7

I've been asked a question - if I calculate some sd, can I change one value and still keep the same sd.

The answer is simply yes. For example:

sd(c(2,3,4))
sd(c(3,4,5))

But what I wondered then is, assuming you change k values, under what rules do you change them so to always keep the same sd (is it true to ask what are the degrees of freedom here?!)

I am not sure how this applies to anything practical, but I imagine there was a good deal of theoretical work on such questions - but I don't know where to even look for them.

Thanks.

whuber
  • 322,774
Tal Galili
  • 21,541
  • Actually, you cannot change one variable and still keep the same standard deviation. In your example, after all, you are not changing one variable but three. – Stephan Kolassa Oct 20 '10 at 20:08
  • @Stephan I understand the question as referring to an univariate distribution, hence one variable with multiple observations. Am I missing something? – chl Oct 20 '10 at 20:34
  • 1
    @chl - I'd say it's more probable that I am missing something. Tal asks about "changing one value", and I should have written about "values", not "variables" in my comment, where "value" to me sounds much like "observation". – Stephan Kolassa Oct 20 '10 at 20:38
  • 1
    @Stephen In the example he changed 2 to 5: only one value was altered. – whuber Oct 20 '10 at 20:47
  • 1
    @Tal I changed "roles" to "rules" in your question and hope that was what you intended. – whuber Oct 20 '10 at 20:57
  • @chl It's univariate all right but I take it that he is asking about the observations, not the variable. – whuber Oct 20 '10 at 20:58
  • @whuber I understood it in the same way (or I think so): we have a series of observations (= observed numerical values for a given variable), is there a way to keep the same SD by altering one or more of these values? – chl Oct 20 '10 at 21:08
  • @chl We take it in the same way. Although it is based on a different interpretation, Srikant's answer is nevertheless an interesting response. As the comments afterwards show, though, it doesn't lead to very interesting solutions: there are too many ways one can change a random variable while preserving its variance. – whuber Oct 20 '10 at 21:13
  • @whuber: 'Interesting' is subjective. I believe that both interpretations are equally valid, interesting in their own right. –  Oct 20 '10 at 21:44
  • Thanks everyone for the replies. I meant "observations" indeed. I'm honored to be able to converse with all of you through here. – Tal Galili Oct 21 '10 at 07:13

2 Answers2

7

The question is about the data, not random variables.

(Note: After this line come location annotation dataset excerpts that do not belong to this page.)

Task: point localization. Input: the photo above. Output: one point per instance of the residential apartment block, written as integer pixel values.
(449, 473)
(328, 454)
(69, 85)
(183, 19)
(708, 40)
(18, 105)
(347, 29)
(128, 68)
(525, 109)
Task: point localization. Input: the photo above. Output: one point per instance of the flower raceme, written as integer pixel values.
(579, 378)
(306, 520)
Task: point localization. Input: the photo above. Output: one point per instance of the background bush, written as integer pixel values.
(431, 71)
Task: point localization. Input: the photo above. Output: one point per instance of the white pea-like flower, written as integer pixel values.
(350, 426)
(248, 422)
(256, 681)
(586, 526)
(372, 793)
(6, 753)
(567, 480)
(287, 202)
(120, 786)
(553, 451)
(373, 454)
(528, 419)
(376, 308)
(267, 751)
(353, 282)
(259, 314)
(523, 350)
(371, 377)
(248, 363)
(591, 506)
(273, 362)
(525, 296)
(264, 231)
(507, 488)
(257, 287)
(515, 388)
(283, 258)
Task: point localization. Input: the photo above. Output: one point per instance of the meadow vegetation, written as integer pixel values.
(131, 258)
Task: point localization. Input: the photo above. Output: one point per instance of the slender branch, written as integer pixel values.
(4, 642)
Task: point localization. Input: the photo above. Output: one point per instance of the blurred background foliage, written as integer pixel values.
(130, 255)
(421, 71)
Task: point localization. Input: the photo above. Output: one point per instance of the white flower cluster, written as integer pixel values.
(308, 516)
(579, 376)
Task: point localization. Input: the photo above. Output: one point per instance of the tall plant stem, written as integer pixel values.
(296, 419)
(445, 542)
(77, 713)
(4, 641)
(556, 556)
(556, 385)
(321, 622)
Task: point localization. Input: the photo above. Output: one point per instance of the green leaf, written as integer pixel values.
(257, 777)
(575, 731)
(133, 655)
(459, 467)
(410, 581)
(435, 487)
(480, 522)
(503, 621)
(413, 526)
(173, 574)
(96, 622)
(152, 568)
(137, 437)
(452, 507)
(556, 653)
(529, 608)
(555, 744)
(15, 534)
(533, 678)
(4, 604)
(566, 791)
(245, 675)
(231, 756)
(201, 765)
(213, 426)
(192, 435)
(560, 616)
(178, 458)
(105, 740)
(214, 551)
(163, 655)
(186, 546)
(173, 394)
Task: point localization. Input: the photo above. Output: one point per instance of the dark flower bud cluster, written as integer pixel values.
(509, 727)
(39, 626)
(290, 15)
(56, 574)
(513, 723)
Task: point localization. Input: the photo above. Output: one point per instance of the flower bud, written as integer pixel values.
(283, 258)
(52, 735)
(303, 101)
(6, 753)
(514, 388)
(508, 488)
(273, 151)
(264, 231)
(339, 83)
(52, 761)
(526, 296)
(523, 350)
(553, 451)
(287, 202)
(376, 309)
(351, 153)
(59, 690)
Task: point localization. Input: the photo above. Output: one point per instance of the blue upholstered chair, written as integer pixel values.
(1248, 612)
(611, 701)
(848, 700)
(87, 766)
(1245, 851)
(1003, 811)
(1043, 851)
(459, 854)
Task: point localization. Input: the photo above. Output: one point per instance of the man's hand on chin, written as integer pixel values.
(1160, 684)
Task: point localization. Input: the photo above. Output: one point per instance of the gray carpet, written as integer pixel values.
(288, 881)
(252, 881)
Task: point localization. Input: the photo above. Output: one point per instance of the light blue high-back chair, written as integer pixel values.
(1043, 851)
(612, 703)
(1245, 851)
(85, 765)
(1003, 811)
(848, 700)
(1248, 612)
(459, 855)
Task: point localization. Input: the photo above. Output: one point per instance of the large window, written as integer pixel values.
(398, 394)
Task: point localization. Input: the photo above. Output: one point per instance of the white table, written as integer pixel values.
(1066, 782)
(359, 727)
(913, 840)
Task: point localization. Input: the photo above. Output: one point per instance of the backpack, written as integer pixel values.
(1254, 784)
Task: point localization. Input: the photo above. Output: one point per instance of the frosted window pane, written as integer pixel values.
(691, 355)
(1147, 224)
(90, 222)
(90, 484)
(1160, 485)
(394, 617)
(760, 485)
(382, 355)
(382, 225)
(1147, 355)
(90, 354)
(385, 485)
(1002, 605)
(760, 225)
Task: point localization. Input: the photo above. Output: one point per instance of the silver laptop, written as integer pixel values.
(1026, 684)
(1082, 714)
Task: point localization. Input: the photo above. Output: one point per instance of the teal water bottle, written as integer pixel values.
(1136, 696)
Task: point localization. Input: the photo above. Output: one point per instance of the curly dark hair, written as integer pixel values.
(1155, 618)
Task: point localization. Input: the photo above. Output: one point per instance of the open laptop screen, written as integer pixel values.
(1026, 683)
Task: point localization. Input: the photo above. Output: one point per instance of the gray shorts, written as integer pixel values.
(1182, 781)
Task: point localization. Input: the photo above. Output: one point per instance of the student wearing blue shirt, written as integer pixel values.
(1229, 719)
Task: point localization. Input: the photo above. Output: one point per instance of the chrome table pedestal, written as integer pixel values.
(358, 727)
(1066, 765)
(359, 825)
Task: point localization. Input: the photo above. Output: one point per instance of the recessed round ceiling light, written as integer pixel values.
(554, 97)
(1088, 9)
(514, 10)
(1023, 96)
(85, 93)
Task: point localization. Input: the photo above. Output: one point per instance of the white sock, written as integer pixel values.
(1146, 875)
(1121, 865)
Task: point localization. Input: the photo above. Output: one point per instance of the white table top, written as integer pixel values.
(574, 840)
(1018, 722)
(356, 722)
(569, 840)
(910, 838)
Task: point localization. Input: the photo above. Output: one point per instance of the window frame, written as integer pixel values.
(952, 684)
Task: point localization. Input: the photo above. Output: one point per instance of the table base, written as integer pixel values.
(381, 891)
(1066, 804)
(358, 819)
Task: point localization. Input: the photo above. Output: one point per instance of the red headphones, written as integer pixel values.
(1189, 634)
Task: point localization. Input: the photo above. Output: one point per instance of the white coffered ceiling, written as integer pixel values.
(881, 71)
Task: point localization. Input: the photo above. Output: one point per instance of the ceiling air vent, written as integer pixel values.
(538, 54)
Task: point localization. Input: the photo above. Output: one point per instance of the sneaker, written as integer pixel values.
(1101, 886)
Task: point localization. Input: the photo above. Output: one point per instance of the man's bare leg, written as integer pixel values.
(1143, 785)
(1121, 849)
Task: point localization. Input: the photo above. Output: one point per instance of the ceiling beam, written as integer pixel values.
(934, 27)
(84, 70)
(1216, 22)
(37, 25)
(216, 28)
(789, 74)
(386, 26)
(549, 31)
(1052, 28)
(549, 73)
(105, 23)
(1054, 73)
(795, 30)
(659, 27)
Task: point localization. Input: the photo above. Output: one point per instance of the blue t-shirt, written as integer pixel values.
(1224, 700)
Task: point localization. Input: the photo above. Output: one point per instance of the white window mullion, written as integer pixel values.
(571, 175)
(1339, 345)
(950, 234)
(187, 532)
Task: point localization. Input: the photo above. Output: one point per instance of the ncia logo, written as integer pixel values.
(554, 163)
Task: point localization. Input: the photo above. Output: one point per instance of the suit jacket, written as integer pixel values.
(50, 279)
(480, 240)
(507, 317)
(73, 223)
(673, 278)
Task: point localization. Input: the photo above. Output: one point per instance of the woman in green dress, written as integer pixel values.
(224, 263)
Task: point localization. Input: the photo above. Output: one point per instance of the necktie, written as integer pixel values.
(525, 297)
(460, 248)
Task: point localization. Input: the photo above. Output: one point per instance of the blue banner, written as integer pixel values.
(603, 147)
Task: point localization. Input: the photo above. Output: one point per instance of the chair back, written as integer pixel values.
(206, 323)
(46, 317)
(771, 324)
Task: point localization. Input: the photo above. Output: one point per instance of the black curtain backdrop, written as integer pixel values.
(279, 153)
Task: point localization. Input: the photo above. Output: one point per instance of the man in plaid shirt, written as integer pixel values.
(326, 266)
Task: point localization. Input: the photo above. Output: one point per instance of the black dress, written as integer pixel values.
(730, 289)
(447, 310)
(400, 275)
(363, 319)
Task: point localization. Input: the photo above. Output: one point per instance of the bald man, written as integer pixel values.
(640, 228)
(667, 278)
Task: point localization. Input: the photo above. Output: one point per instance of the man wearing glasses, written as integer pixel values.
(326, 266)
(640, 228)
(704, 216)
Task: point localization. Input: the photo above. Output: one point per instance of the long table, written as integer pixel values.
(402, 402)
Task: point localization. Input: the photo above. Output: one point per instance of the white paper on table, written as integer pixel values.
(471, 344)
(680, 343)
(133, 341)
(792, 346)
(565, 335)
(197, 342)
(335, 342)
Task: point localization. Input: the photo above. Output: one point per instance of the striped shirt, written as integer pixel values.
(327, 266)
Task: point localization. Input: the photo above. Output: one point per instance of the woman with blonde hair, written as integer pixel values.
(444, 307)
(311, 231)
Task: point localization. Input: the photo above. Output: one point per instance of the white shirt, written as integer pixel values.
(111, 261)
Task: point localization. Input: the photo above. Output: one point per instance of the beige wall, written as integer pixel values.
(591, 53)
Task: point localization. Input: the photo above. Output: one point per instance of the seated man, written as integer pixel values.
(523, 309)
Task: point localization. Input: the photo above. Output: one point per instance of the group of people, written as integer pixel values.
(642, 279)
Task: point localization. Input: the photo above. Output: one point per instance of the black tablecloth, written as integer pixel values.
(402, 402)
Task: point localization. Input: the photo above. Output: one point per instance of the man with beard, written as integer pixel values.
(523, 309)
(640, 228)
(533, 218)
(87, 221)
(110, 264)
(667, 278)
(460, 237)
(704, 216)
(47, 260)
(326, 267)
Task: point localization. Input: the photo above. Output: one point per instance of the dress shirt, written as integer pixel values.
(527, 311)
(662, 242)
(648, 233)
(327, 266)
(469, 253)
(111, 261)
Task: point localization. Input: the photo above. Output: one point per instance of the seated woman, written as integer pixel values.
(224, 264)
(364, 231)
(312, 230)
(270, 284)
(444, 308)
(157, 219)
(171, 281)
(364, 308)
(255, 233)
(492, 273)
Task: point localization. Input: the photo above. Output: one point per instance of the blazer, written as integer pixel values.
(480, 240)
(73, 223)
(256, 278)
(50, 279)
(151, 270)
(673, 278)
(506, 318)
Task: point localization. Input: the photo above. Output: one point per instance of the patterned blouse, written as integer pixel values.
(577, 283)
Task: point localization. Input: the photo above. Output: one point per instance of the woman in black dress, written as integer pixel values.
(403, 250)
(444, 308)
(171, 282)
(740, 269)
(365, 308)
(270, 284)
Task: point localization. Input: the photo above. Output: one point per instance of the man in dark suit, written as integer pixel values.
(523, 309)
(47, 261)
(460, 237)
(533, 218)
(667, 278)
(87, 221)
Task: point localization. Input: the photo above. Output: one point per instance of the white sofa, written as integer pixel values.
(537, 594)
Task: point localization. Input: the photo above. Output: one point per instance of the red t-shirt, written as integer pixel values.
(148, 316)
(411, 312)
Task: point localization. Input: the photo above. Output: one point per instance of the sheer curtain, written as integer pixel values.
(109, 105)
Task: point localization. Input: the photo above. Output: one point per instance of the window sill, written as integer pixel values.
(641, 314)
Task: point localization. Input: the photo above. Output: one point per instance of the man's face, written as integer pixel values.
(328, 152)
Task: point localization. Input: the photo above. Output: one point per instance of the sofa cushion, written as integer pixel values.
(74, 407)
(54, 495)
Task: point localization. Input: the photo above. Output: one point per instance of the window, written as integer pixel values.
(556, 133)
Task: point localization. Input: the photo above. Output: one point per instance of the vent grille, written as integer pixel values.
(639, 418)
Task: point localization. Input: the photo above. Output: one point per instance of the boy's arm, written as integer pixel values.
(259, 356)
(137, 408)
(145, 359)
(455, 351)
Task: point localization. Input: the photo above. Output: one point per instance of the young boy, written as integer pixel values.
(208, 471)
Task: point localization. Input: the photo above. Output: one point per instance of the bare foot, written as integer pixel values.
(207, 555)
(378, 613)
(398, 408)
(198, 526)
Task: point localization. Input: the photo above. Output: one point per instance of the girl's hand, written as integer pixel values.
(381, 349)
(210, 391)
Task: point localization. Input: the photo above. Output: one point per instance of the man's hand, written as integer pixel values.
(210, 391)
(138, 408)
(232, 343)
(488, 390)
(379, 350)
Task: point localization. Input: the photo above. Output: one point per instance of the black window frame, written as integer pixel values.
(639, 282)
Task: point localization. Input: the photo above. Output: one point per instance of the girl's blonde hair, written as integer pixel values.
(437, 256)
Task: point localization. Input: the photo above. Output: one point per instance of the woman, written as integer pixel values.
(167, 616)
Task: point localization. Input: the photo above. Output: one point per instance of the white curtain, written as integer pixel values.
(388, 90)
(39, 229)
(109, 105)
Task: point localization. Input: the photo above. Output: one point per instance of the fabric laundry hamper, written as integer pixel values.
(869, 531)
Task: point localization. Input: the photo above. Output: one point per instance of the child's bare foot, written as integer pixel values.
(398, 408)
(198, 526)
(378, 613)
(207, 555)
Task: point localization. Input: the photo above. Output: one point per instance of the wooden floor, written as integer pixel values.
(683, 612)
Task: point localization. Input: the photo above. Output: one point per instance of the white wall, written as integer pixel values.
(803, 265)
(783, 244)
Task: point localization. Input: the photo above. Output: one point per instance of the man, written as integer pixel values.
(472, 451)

Let $X = (x_1, x_2, \ldots, x_n)$ be the data and $Y = (y_1, y_2, \ldots, y_n)$ be additive changes to the data so that the new values are $(x_1+y_1, \ldots, x_n+y_n)$. From

$$\text{Var}(X) = \text{Var}(X+Y) = \text{Var}(X) + 2 \text{Cov}(X,Y) + \text{Var}(Y)$$

we deduce that

$$(*) \quad \text{Var}(Y) + 2 \text{Cov}(X,Y) = 0$$

is necessary for the variance to be unchanged. Add in $n-k$ additional constraints to zero out all but $k$ of the $y_i$ (there are ${n \choose k}$ ways to do this) and note that all $n-k+1$ constraints almost everywhere have linearly independent derivatives. By the Implicit Function Theorem, this defines a manifold of $n - (n-k+1)$ = $k-1$ dimensions (plus perhaps a few singular points): those are your degrees of freedom.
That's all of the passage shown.